Do the values and principles of Unitarian Universalism inform how I live my life?
I’ve been thinking about this since May Day, when I marched with All Souls UU‘s Director of Religious Education, Taryn, and she asked me that very question. I think she asked in part because she was preparing the youth service in which the 9th graders in the Coming of Age class read to the congregation the credos they’d been working on since September, and because I generally say that I was “raised UU,” because compared to most adult UUs I was.
In fact, my family didn’t actually discover UUsim till I was in middle school, though we’re among those who would say we were always UU and just never knew there was a term or a community for that. We became active, affiliated members of a UU congregation because we were already living the liberal religious and social values that the Unitarian Universalist Association affirms and promotes. Initially, that’s what I told Taryn.
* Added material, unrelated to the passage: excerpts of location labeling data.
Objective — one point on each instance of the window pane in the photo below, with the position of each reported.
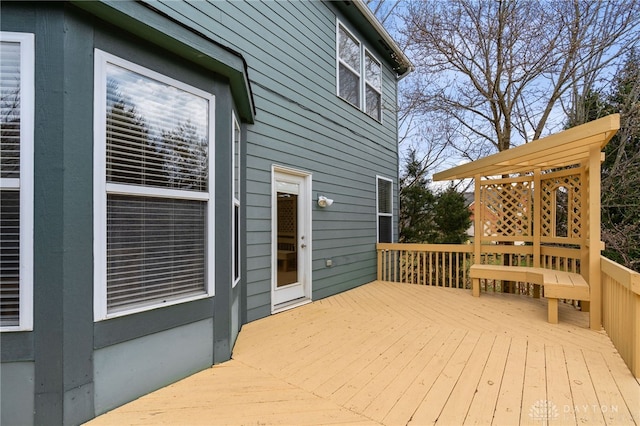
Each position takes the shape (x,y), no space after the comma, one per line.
(157,134)
(373,103)
(236,161)
(9,110)
(156,250)
(372,72)
(384,196)
(349,86)
(9,258)
(349,49)
(236,242)
(384,229)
As our conversation continued, however, something amazing popped out of my mouth. “You know,” I said, “I think I probably study Arabic and the Islamic world because of the Neighboring Faiths curriculum we did in my middle school religious education.” That was the first year that my family attended UU services, and it made an indelible mark, so much so that I have come back twice and taught parts of that curriculum. So that got me thinking about other ways UUism has influenced the way I live my life.
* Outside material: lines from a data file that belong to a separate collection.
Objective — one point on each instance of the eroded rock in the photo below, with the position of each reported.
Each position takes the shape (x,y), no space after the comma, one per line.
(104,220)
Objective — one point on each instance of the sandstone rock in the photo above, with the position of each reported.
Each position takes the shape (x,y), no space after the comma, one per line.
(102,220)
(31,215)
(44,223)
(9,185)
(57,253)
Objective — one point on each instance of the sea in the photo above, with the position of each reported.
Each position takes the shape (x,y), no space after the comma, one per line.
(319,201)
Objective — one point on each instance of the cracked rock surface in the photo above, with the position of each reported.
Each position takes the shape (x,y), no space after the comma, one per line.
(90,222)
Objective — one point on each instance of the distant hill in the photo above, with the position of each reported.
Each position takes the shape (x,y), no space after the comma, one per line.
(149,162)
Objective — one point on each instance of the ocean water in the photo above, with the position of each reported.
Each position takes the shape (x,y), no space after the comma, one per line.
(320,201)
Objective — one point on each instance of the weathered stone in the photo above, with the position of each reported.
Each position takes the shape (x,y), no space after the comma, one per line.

In fact, I would say that “acceptance of one another and encouragement to spiritual growth” in any and all religious communities is a cornerstone of the way I lead my life. Since even before I considered myself a UU, I sought to learn and teach as much as possible about all world religions, with respect for the truth and value in all of them. I think that’s what mothers in my Peace Corps village were seeing when they said to their daughters, “Do you see how Maryah dresses / behaves? She’s a better Muslim than you are!”
- The inherent worth and dignity of every person;
- Justice, equity and compassion in human relations;
- The goal of world community with peace, liberty, and justice for all;
These are the foundational values for which I was a Rotary Youth Exchange Scholar and active ROTEX member, for which I was a Girl Scout camp counselor, for which I joined the Peace Corps, for which I taught refugees in Amman and Cairo, for which I became a NYC Teaching Fellow, because of which I couldn’t keep my mouth shut and stay a NYCT Fellow, and for which I now teach immigrant women.
Those values and “the right of conscience and the use of the democratic process” are the reason I visited Tahrir Square every morning of the Egyptian Revolution and frequently thereafter, and then blogged and published my observations of what I observed. It’s why I continue to avidly and empathetically follow the fight for democracy across the Arab world in the last two years.
“Respect for the interdependent web of all existence of which we are a part” is the one I wish I lived more consciously. While I certainly live almost every day aware of the interdependence of human existence, I am less conscientious about my interdependence with the natural environment. I do more than some people, perhaps. I was raised to take what some call a “navy shower,” turning off the water while I shampoo or soap up. I’ve given up Ziplocs and Saran Wrap in favor of reusable Tupperware, and try to remember to take my reusable shopping bags to the grocery store. I try to dress for the weather and rely less on heat and A/C. But I’m also addicted to my electronics with their high electricity needs, and to my hormone-injected beef and cheaper, more convenient non-organic produce.
Still and all, I’ve discovered over the last month or so that I really do live by the values and principles of my faith. The next question is this: Where can I take those values and principles from here?